Shrewsbury spoke fast and low. “Listen, I didn’t know what that sick fucker was involved in until it was almost too late. He paid me to make a movie for him, only I thought it was going to be legit. Some underground personal stuff with a girl or even a guy, I didn’t fucking care, as long as it was legal. Once I found out what he really wanted, I put the kibosh on the whole project. I never even started rolling.”
“You’re a regular standup guy.”
“I was.”
“Why’d he give you the album?”
“He owed me. Do you know how much a movie costs to make? Even an underground one can go in the five figures.”
“I thought you didn’t roll film.”
“I didn’t.” Shrewsbury shook his head. “But I had expenses and I told him I wasn’t going to eat the cost.”
“So you took it.”
“Yeah. So I took it.”
“Where is it now?”
“Why do you want it so badly? What’s the big deal?”

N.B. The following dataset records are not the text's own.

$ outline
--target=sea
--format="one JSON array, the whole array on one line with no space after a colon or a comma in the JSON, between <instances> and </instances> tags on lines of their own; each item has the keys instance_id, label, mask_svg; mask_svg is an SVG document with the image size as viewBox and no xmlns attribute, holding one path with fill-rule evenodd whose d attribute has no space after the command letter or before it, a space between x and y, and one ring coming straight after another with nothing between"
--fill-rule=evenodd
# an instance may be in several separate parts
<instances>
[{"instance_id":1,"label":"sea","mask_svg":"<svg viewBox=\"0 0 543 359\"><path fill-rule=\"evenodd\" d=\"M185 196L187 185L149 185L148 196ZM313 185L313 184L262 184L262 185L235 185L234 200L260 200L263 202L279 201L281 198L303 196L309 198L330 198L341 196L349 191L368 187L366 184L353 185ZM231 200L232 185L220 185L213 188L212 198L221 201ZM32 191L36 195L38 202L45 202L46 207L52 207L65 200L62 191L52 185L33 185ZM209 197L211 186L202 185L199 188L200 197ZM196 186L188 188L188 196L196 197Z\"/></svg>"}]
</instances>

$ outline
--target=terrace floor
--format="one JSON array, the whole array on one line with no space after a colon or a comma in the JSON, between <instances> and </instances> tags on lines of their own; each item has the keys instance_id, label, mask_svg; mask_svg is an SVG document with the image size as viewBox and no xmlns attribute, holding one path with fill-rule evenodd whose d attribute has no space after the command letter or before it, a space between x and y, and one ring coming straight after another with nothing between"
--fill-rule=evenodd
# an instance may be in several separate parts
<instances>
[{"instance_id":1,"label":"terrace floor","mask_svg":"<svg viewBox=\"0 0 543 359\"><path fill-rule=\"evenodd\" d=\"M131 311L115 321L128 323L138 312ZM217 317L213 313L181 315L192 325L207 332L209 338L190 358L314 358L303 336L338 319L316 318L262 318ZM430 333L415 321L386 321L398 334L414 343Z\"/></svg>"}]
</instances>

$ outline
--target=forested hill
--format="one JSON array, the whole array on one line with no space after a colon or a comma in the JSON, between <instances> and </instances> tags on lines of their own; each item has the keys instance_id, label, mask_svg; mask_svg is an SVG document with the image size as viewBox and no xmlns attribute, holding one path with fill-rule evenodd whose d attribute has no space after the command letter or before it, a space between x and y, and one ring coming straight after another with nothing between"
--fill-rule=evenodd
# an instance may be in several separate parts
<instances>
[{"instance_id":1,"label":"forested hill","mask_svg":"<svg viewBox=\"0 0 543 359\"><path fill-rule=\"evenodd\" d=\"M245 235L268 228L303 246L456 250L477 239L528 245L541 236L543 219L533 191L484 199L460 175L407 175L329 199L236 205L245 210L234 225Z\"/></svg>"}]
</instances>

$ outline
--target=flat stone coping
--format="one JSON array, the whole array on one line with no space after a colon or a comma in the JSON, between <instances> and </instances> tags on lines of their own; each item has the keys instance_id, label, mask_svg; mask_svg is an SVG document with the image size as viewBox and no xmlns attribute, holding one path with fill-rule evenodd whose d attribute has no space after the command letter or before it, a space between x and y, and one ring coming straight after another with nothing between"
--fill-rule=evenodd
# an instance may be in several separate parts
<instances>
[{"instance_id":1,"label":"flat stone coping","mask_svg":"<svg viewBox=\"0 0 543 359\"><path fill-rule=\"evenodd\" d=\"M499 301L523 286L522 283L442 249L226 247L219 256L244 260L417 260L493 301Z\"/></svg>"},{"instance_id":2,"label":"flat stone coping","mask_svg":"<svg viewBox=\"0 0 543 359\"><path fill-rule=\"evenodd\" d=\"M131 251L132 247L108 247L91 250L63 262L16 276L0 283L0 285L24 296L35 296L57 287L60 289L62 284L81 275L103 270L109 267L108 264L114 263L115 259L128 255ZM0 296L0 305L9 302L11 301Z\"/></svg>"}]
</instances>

“That’s a personal question. Where’s the album?”
“I lost it in a card game.”
“Who has it?”
Shrewsbury sighed as if all the air had been squeezed out of him. He gave Bobby an address in Malibu.
Lucy had gotten the phone call twenty minutes ago. The only words were
We have one.
He then drove down to the docks in a neighbor’s Maxima. Everyone else was putting out fires or trying to chase down the last remnants of the MS 13 attack, so there were no other cars available. Blockbuster wasn’t responding to any of his calls, which worried Lucy. He and Split had been best friends. There was no telling what the boy would do when he found out what had happened.
With his dad in the hospital and Split dead, Trujillo had figured Lucy might want to get involved in this interrogation. As a rule, Lucy kept away from this side of the job. He was a leader. He was a money provider. He was not a mechanic. But Trujillo was right. Lucy did want to get involved, if only for a little bit, and if only for his own sanity.
ILWU officers had heard what had happened to his dad. Several had gone to the hospital, while a virtual platoon had gone to the house to take care of his
abuela
and his mother, who was returning from her sister’s in Tijuana. Normally they’d send one or two folks with some food and goodwill, but out of respect for Lucy and for his dad’s more than thirty years with the union, they’d shown up in full force. They’d also arranged for Lucy to use the docks, understanding, in the brotherly way of the union, that his gang needed some special privacy to create the proper amount of revenge.